New York, New York, New York. ça grouille, là-dedans. Le monde entier s’y concentre. Un grand, grand salon. Du verre, de la brique, du fric, du bruit, du néon, des pompiers, des trous, des étés moites. Du jazz, plein. Quand on regarde Manhattan de bateau, en arrivant par le Sud de l’île, on voit quelque chose de solide, élancé et fier. Épaules minces mais musclées, taille étroite, les pieds bien à plat. Costume taillé près du corps. Pas gros poussah, comme Los Angeles, ou haltérophile, façon Dallas. Non, Manhattan, vue d’en-bas, c’est plus un coureur de fond, ou un sauteur à la perche, peut-être. ça, c’est la façade, la réclame. Et puis quand on rentre dedans, ce sont les coulisses. ça vibre, pète, construit, oublie, dévore. Je ne comprends pas comment cette ville a pu recevoir l’invraisemblable sobriquet de Grosse Pomme. C’est gentil une grosse pomme, ça a les joues rondes et la queue en l’air, sans penser à mal. C’est plutôt un truc de la cambrousse, pas prétentieux. New York, ce serait plutôt l’inverse. Les musiciens de jazz disent que c’est eux qui ont ainsi baptisé la ville, car quand on s’y rendait pour jouer, on savait qu’il fallait être fin prêt, au risque de se griller définitivement. Alors on avait quelque chose qui serrait autour du cou, et c’était dur d’avaler, tellement on avait une grosse pomme d’Adam. Si cette histoire est vraie, alors cette ville il faut la rebaptiser. Les Grosses Boules, cela me semble plus adéquat. Bienvenue aux Grosses Boules, son casino, ses bains de mer.

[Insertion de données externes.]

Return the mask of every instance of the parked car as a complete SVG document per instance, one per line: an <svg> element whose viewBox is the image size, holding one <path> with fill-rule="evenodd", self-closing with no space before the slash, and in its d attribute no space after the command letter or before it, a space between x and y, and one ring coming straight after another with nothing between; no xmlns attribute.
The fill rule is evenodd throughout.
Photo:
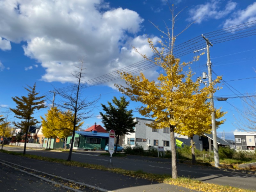
<svg viewBox="0 0 256 192"><path fill-rule="evenodd" d="M115 144L115 146L114 147L114 150L116 150L116 144ZM106 145L106 147L105 147L105 149L104 149L106 151L108 152L108 144L107 145ZM117 145L117 151L121 151L122 152L124 152L124 149L123 147L121 146L121 145Z"/></svg>

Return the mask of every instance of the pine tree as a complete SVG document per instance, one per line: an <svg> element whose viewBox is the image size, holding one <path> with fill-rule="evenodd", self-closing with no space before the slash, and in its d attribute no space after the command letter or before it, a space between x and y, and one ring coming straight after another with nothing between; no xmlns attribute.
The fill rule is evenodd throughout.
<svg viewBox="0 0 256 192"><path fill-rule="evenodd" d="M25 133L25 143L23 154L26 154L27 140L28 139L28 133L30 126L35 125L39 123L32 116L35 110L39 110L45 108L45 100L43 99L44 96L37 96L39 94L36 91L36 84L34 84L33 87L27 85L28 88L25 88L28 93L28 96L22 96L21 98L17 96L12 97L12 100L16 104L16 108L10 108L10 109L15 114L15 116L20 119L22 119L20 122L14 122L14 125L17 127L20 128L23 133Z"/></svg>
<svg viewBox="0 0 256 192"><path fill-rule="evenodd" d="M116 153L120 136L128 133L134 132L134 128L138 122L135 122L135 118L132 117L132 110L127 110L130 102L127 101L124 97L121 97L120 100L114 97L112 101L115 106L109 102L108 102L108 107L101 104L103 110L106 113L100 113L106 130L110 131L112 129L115 131L116 137L115 149L115 153Z"/></svg>

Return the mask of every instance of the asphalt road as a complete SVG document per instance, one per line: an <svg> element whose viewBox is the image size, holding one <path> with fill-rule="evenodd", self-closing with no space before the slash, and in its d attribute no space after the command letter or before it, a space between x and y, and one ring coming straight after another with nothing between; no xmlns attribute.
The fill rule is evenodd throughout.
<svg viewBox="0 0 256 192"><path fill-rule="evenodd" d="M68 191L4 165L0 166L0 191L3 192Z"/></svg>
<svg viewBox="0 0 256 192"><path fill-rule="evenodd" d="M89 190L86 190L82 191L87 192L100 191L105 192L196 192L196 191L190 190L182 187L175 185L159 183L157 182L151 181L131 177L107 171L87 169L83 167L72 167L64 165L61 164L48 162L28 158L22 156L12 156L5 153L0 153L0 170L5 169L4 164L2 164L8 161L16 165L21 165L26 168L28 171L30 171L28 168L36 169L41 172L42 173L45 173L50 174L66 180L72 180L85 184L85 185L92 186L90 187ZM12 171L12 170L9 170ZM44 189L47 191L54 191L54 188L51 183L47 186L47 183L44 183L41 187L41 181L36 182L38 179L34 178L34 182L27 182L27 180L31 180L33 178L29 178L27 180L27 175L26 174L20 174L19 172L12 172L10 173L8 178L5 179L4 185L0 183L0 191L30 191L40 192L41 189ZM18 175L18 179L23 178L22 182L19 183L17 187L11 188L13 186L13 183L15 181ZM10 180L10 178L12 178ZM37 183L40 185L36 184ZM30 184L32 184L31 185ZM70 185L69 185L69 186ZM20 188L19 187L20 186ZM53 186L53 187L55 187ZM46 188L48 187L48 188ZM100 188L100 189L98 188ZM69 191L69 190L57 188L60 191Z"/></svg>
<svg viewBox="0 0 256 192"><path fill-rule="evenodd" d="M19 151L20 149L8 148L7 150ZM27 150L28 154L66 159L67 153ZM77 152L73 152L72 160L83 163L108 166L109 157L99 156L97 153ZM171 174L170 160L136 156L125 158L112 157L112 163L115 167L127 170L142 170L157 174ZM184 176L210 183L228 185L242 188L256 190L256 175L249 174L238 172L227 171L215 168L178 164L179 176Z"/></svg>

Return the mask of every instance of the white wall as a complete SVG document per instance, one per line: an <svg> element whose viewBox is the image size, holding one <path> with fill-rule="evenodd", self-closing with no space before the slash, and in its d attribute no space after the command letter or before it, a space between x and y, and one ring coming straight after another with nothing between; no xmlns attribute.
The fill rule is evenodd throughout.
<svg viewBox="0 0 256 192"><path fill-rule="evenodd" d="M170 150L171 141L170 140L170 133L164 132L164 129L158 129L158 132L152 131L152 128L146 125L146 124L150 124L153 120L143 118L136 118L136 121L138 123L135 126L135 132L131 133L130 135L126 135L125 139L125 144L127 144L128 139L129 138L134 138L135 144L141 145L143 146L144 150L148 149L149 146L154 146L154 140L158 140L158 145L155 146L156 147L158 146L164 146L164 141L168 141L169 143L169 146L164 146L165 150ZM137 141L137 139L146 140L146 142L139 142ZM134 145L131 145L133 147Z"/></svg>

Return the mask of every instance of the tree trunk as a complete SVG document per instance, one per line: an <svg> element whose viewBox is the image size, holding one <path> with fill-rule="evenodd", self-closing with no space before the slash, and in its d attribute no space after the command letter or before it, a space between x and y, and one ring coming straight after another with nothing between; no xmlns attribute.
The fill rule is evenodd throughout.
<svg viewBox="0 0 256 192"><path fill-rule="evenodd" d="M67 149L67 137L65 137L65 140L64 141L65 145L64 146L64 148L65 149L65 150Z"/></svg>
<svg viewBox="0 0 256 192"><path fill-rule="evenodd" d="M75 127L73 130L73 133L72 134L72 139L71 140L71 143L69 149L69 152L68 152L68 157L67 161L71 161L71 156L72 156L72 151L73 150L73 143L74 142L74 139L75 139L75 135L76 134L76 127Z"/></svg>
<svg viewBox="0 0 256 192"><path fill-rule="evenodd" d="M190 138L190 143L191 145L191 153L192 154L192 164L193 165L196 164L196 155L195 154L195 143L193 140L193 137Z"/></svg>
<svg viewBox="0 0 256 192"><path fill-rule="evenodd" d="M29 123L29 120L28 120L28 123ZM30 126L28 125L26 130L26 132L25 134L25 142L24 143L24 149L23 150L23 155L26 155L26 146L27 146L27 140L28 139L28 132L29 127L30 127Z"/></svg>
<svg viewBox="0 0 256 192"><path fill-rule="evenodd" d="M116 137L116 148L115 149L115 153L116 153L117 151L117 144L119 142L119 135L117 135Z"/></svg>
<svg viewBox="0 0 256 192"><path fill-rule="evenodd" d="M3 147L4 146L4 137L3 137L3 140L2 141L2 148L1 149L2 150L3 150Z"/></svg>
<svg viewBox="0 0 256 192"><path fill-rule="evenodd" d="M176 145L174 136L174 127L170 125L170 137L172 150L172 179L177 179L177 159L176 155Z"/></svg>
<svg viewBox="0 0 256 192"><path fill-rule="evenodd" d="M49 144L49 149L51 149L51 143L52 142L52 137L51 136L51 138L50 138L50 143Z"/></svg>

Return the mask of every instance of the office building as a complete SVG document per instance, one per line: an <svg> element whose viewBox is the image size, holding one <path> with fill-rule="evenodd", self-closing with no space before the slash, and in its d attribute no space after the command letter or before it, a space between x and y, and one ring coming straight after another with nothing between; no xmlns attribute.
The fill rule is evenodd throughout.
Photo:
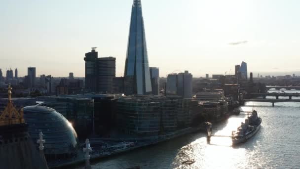
<svg viewBox="0 0 300 169"><path fill-rule="evenodd" d="M115 58L98 58L98 91L112 93L112 79L115 77Z"/></svg>
<svg viewBox="0 0 300 169"><path fill-rule="evenodd" d="M13 79L13 73L12 70L7 70L6 71L6 81L12 80Z"/></svg>
<svg viewBox="0 0 300 169"><path fill-rule="evenodd" d="M27 69L27 76L28 78L27 87L34 87L36 86L36 68L29 67Z"/></svg>
<svg viewBox="0 0 300 169"><path fill-rule="evenodd" d="M238 72L240 70L240 65L235 65L235 67L234 67L234 75L238 75Z"/></svg>
<svg viewBox="0 0 300 169"><path fill-rule="evenodd" d="M43 151L39 153L37 139L33 141L28 132L30 127L24 120L23 110L17 109L13 104L11 89L9 86L7 106L0 114L0 168L48 169ZM36 131L37 137L39 132Z"/></svg>
<svg viewBox="0 0 300 169"><path fill-rule="evenodd" d="M186 71L185 73L168 75L166 85L166 94L178 95L190 98L192 94L192 75Z"/></svg>
<svg viewBox="0 0 300 169"><path fill-rule="evenodd" d="M177 74L168 75L166 84L166 95L177 95Z"/></svg>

J’ai adoré le premier tiers, avec de bons retours de flamme particulièrement vers la fin, car Laurent De Wilde, lui-même jazzman talentueux – découvert à cette occasion – tente avec un enthousiasme communicatif de mettre en écriture sa musique de prédilection. Listen to this :

Quand on regarde un protozoaire au microscope, on dirait qu’il est en train de danser sur un disque de James Brown passé en 78 tours. Et quant aux petits cils vibratils de la paramécie, je ne pouvais pas m’empêcher en classe de Sciences Nat d’imaginer au bout de chacun d’entre eux une minuscule cymbale ou un tambour, jouant ainsi une musique microscopique. Quel orchestre ! On ne s’entendrait plus parler !

 

You got rythm

Sa plume se fait très vivante pour décrire avec rythme et vivacité le contexte politique, social et racial qui préside paradoxalement, tout autant que le talent des musiciens, à la naissance du mythe de Harlem, Mecque de la musique jazz noire. Il déploie également de vraies ressources de conteur pour les sessions de concerts montrées côté scène, comme seul un musicien est capable de le faire, décrivant un Monk devenu musique : les doigts posés à plat qui frappent les touches, le corps massif qui danse, vissé au piano, ainsi que les scènes de répétition, où sa personnalité impressionnante, charismatique dans son silence, stimule ou déstabilise ses compagnons de band.

 

« For me, music and life are all about style »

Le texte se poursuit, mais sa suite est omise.